If you’re thinking about quitting smoking, you’ll find plenty of motivational videos online. They’re short, positive, and focused on all the benefits of quitting - better health, more energy, freedom from addiction. They’re great for when you’re contemplating change, when you’re on the verge of making a decision. They give you hope and encouragement, and they’re designed to do just that.
But when you’re in the thick of it - when you’ve actually quit and you’re weeks in, feeling worse instead of better - those same motivational messages can make you feel like you’re failing. You’re not getting the promised benefits. You feel depressed, anxious, maybe even hopeless. And all you can find are videos telling you how great quitting is supposed to feel.
It’s not that the motivational stuff is wrong. Everything they say is true - the worst cravings do happen in the first three to five days. The physical changes they describe are accurate. But there’s more to it than that. There’s the emotional and mental reality of going through hell and not seeing the light at the end of the tunnel. The reality is that most of the information out there gives you a pep talk you not only don’t need but also can’t relate to because it doesn’t reflect where you actually are.

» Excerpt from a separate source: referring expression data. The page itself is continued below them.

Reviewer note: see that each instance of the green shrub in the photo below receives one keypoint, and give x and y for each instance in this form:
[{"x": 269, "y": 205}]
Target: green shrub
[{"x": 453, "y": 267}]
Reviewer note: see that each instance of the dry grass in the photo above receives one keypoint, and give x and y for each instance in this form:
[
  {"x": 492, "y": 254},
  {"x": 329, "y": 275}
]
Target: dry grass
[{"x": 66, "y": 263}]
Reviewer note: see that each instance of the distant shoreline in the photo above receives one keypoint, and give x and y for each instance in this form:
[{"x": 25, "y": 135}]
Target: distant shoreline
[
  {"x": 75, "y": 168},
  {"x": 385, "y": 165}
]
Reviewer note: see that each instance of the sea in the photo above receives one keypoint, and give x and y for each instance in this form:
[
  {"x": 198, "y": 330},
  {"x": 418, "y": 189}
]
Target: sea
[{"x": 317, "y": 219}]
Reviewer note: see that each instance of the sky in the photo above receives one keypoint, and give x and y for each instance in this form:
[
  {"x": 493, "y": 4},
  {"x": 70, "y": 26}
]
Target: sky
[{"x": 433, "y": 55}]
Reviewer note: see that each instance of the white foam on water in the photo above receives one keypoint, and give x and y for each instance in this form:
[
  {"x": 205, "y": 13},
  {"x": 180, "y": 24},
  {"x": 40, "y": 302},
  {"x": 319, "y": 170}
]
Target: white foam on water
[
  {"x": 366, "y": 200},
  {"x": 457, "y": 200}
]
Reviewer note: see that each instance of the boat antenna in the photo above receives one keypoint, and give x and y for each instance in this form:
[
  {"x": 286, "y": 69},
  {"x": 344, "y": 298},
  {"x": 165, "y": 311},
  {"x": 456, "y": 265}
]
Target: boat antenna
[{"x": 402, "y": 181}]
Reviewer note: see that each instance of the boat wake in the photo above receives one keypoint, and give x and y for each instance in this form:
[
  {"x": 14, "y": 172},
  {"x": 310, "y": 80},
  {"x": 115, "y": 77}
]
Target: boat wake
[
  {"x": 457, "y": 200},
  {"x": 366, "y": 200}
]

It’s easy to feel hopeful and motivated when contemplating the beginning. It’s a different story when you’re in the thick of it, when you’ve made so much progress and come so far. It’s a myth to think growth and progress lead to just exponential happiness.
It’s the same with our spiritual journeys. And I think we’re in a time when not realising this would, at best, lead people to withdraw, to doubt themselves, to label their experience as a crisis in self-faith, and to completely overlook the progress and openness they are actually exhibiting.
That’s why we’re talking about this. Not to inspire or motivate a beginning, but to speak to the reality of being in it. And because we need to know that we’re all in this together. No, we’re not even all in this together. Together is all we are.
That’s what I hope this talk conveys, if nothing else. It’s just the beginning, but hopefully, the conversation will continue in the comments.